NOTA DE REPÙDIO AO PROJETO DO NOVO
CÒDIGO PENAL
O Projeto do Novo CPP também transforma a prisão em flagrante em
"pré-cautelar", cujos efeitos durarão, somente, até a comunicação da
prisão. Isso requer que o juiz decrete a prisão preventiva do réu, caso
contrário ele será automaticamente colocado em liberdade. Ressalte-se
que, para decretar a prisão preventiva, passa-se a exigir pena máxima
de 4 quatro anos, isto é, ela não se aplicará mais em nenhum caso
menos grave de violência doméstica. Ademais, nos crimes de ação
condicionada (como no caso de ameaças, por exemplo), o Novo CPP
estipula que a a vítima deverá "ratificar a
representação", após a conclusão das investigações, ou seja, baseia-se
no mesmo modelo da Lei 9099/95, que constrange as vítimas para
evitar o máximo possível o processo penal.

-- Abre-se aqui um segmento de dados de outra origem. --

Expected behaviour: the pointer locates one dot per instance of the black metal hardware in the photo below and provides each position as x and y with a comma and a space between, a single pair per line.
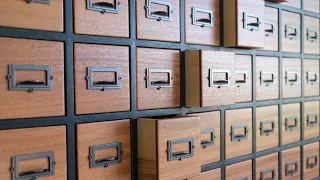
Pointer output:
106, 162
32, 175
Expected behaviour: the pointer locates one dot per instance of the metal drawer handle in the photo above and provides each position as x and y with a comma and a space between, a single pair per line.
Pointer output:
106, 162
159, 15
203, 22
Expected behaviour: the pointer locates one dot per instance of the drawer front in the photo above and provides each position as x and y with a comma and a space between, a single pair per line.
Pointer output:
267, 170
202, 20
311, 161
271, 29
243, 78
238, 132
291, 78
158, 90
311, 119
108, 19
19, 152
219, 88
174, 139
311, 77
290, 123
107, 144
42, 15
311, 35
291, 32
239, 171
267, 78
160, 21
267, 122
291, 164
35, 85
101, 78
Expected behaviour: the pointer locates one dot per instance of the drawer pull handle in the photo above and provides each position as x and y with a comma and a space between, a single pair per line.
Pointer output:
159, 15
104, 7
294, 171
312, 165
291, 35
181, 154
106, 162
203, 22
35, 173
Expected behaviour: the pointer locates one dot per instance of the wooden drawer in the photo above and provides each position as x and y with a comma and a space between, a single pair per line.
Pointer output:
267, 122
101, 78
112, 19
291, 78
271, 27
40, 151
107, 144
41, 14
209, 78
161, 88
267, 167
169, 148
238, 132
202, 21
158, 20
239, 171
291, 32
267, 78
311, 36
311, 77
311, 161
243, 78
243, 23
311, 119
32, 78
291, 164
290, 123
210, 137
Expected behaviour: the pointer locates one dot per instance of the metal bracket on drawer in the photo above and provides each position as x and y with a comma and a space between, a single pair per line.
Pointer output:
32, 175
180, 155
30, 85
104, 7
205, 144
202, 22
109, 160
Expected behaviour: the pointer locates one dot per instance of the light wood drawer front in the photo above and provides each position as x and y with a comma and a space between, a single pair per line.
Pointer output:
158, 27
102, 21
291, 164
291, 32
311, 77
107, 144
311, 161
32, 78
291, 78
239, 171
311, 119
46, 16
267, 123
243, 78
267, 78
164, 71
101, 78
267, 167
40, 151
202, 20
311, 35
238, 132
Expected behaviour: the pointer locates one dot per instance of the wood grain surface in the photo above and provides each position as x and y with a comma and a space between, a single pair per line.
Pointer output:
20, 142
101, 56
22, 104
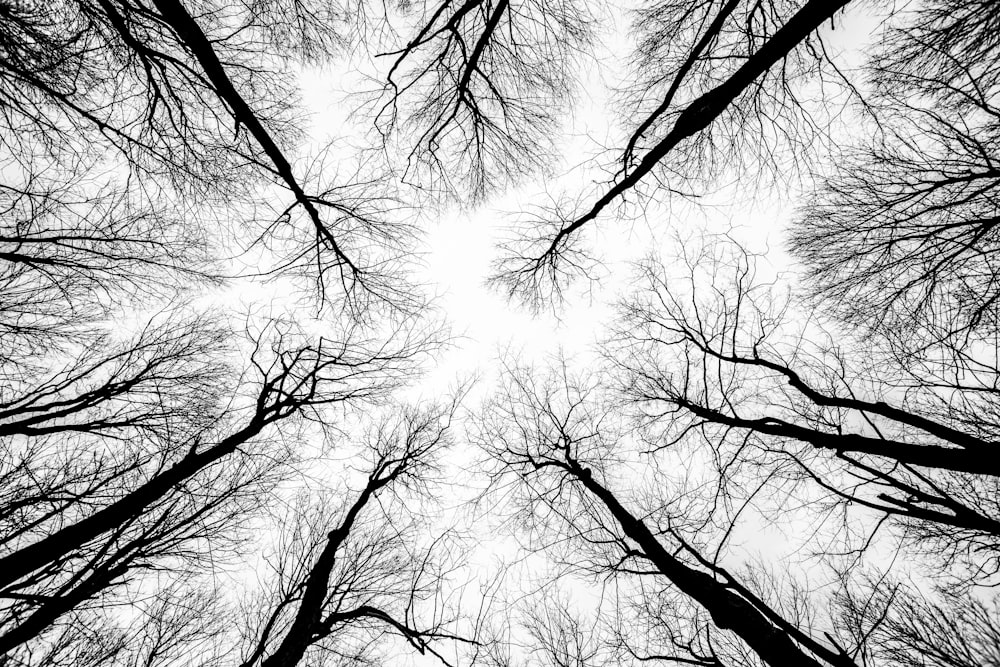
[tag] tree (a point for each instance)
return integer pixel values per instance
(549, 436)
(142, 439)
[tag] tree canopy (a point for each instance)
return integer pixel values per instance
(224, 438)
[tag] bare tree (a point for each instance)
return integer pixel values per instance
(359, 569)
(550, 437)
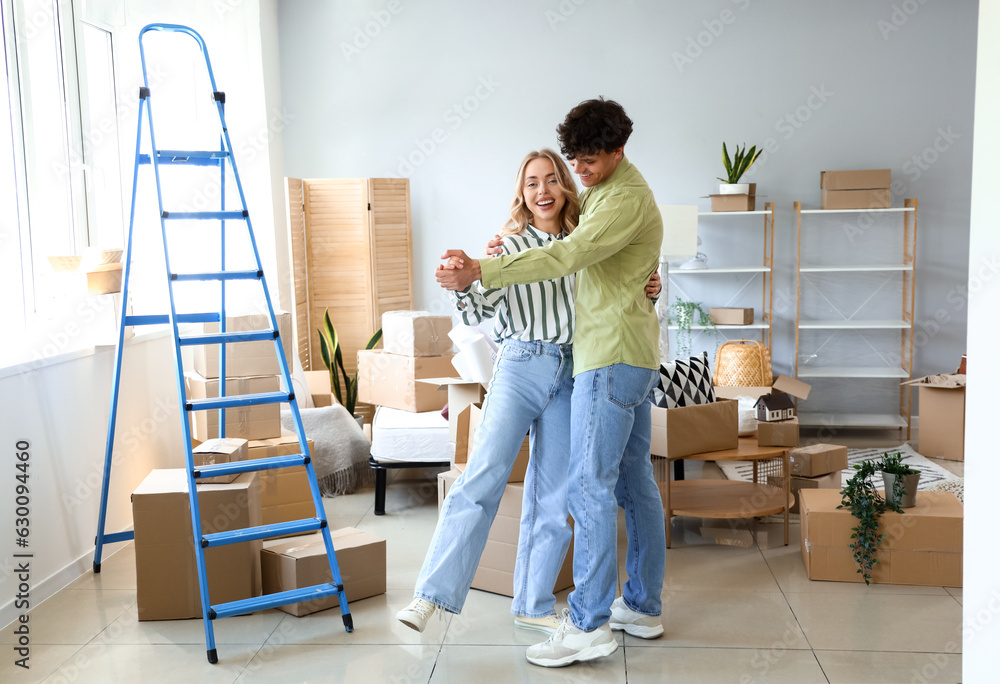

Por tudo isso, o Novo CPP revela-se como uma ameaça à vida das
mulheres brasileiras e deve ser repudiado por toda a sociedade
brasileira.
Medidas PROTETIVAS que obrigam o agressor
I - suspensão da posse ou restrição do porte de armas, com comunicação
ao órgão competente, nos termos da Lei nº 10.826, de 22 de dezembro
de 2003;
II - afastamento do lar, domicílio ou local de convivência com a ofendida;
III - proibição de determinadas condutas, entre as quais:
a) aproximação da ofendida, de seus familiares e das testemunhas,
Fixando o limite mínimo de distância entre estes e o agressor;
b) contato com a ofendida, seus familiares e testemunhas por qualquer
meio de comunicação;
c) freqüentação de determinados lugares a fi m de preservar a
integridade física e psicológica da ofendida;
IV - restrição ou suspensão de visitas aos dependentes menores, ouvida
a equipe de atendimento multidisciplinar ou serviço similar;
V - prestação de alimentos provisionais ou provisórios.
Os direitos das mulheres são direitos humanos!